Teaching Mathematics
How Do Manipulatives Help Students Communicate Their Understanding of Double-Digit Subtraction?
Paper Presentation in a Themed Session Rabab Abi-Hanna, Eileen Fernández
Multi-digit subtraction is difficult for students to learn. This study explores how second-grade students communicate their understanding of double-digit subtraction through the use of manipulatives. Using clinical interview and a variety of manipulatives, we created a venue to help us elicit student’s understanding of double-digit subtraction. Through qualitative analysis we were able to identify differences in students’ understanding that were not apparent from the typical assessments administered in the classroom. Findings suggest that manipulatives helped reveal cognitive constructs and difficulties that the handwritten algorithms were not conveying. For example, students who exhibited an understanding of the subtraction process had not yet developed an understanding of ten and 10 ones interchangeability. These results highlight the role of manipulatives as communication tools that help reveal students’ actual cognitive development. This suggests another approach to teaching: questioning from the perspective of just understanding what students are thinking and not teaching. Recognizing learning differences can come from creating a space to allow students to articulate their understanding. We offer suggestions to assist teachers in recognizing learner differences and use them as a productive resource in lesson planning.

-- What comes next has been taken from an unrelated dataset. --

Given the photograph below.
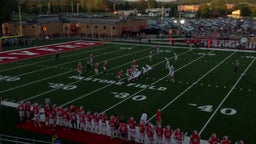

Students’ Mathematics Misconceptions: Detection, Deconstruction and Correction
Paper Presentation in a Themed Session Nahid Golafshani
Misconceptions and errors in mathematical thinking are often confused. Although they are generally similar in that they make students achieve incorrect solutions, they are actually very different notions. An error can range from being a miscalculation to an incorrect misunderstanding of the problem being asked. On the other hand, a misconception occurs when a mathematical premise or rule is incorrectly generalized. An example of a misconception can be found when students write 0.10 is greater than 0.9. The root of the misconception is related to their prior correct knowledge of 10 is greater than 9. The symbolic decimal does not make sense to some students for different reasons. The significant of this study is to help teachers truly understand student’s thinking in solving problems related to the topics being addressed. As a result, they will be better able to make the mathematics make sense to their students. Understanding students thinking will enable the teachers to understand what level of mathematics the students have already mastered and where to go next with specific concepts. This is increasingly necessary as many of our mathematics teachers in primary and junior grades have little training in mathematics. The data gathered for this study are from the students’ math test results and scratch paper in primary and junior levels. The solution and the discerned steps to arrive at the solution to each test item on the students’ tests are examined to detect possible misunderstandings or misconceptions may take place. The information gives some background knowledge on common stumbling blocks for students which lead to a greater understanding of how teachers can assist students appropriately. Using some of the examples of misconceptions from the students’ work, detection, deconstruction and correction techniques of the misconception are suggested and discussed in this study. The findings suggest that misconceptions are not procedural errors. But they are resided in students’ conceptions and are believed to be correct. The information provided in this study could be of value to the teachers and educators of mathematics programs. However, this study should be extended to include a large population and many more grade levels to determine the common roots and characteristics of different misconceptions in all the strands of mathematics.
Promoting Student Discourse in the Mathematics Classroom to Enhance Relational Understanding
Paper Presentation in a Themed Session Robert Francis Cunningham
An active learning strategy employed a sequence of PowerPoint tableaus to generate student discourse in three sections of linear algebra (n=63). Each tableau presented a conceptual question followed by two sample responses with the possibility of both being correct, only one of them correct, or both incorrect. The questions were suggested by research and focused on common student misconceptions. Students were polled individually on which of the responses they thought were correct, if any, and a tally of responses was recorded. Groups of three were then formed to discuss their reasoning among peers and a final poll was then tallied. Results indicate that after peer discussions many correctly revised their answers and for most tableaus the majority of the students selected the correct answer on the final poll. Surveys conducted at the end of the semester revealed that most (90%) agreed or strongly agreed that the tableaus and associated discussions had a positive impact on their understanding and (65%) supported its continued use in the course. Open ended questions on the survey suggest that the perception of the strategy held by high scoring students differed from those held by low scoring students and suggestions for improved implementation of the active learning strategy were offered. However, more research is warranted given that the strategy promoted an unusually high level of student engagement and discourse with the potential to improve relational understanding of challenging mathematical topics.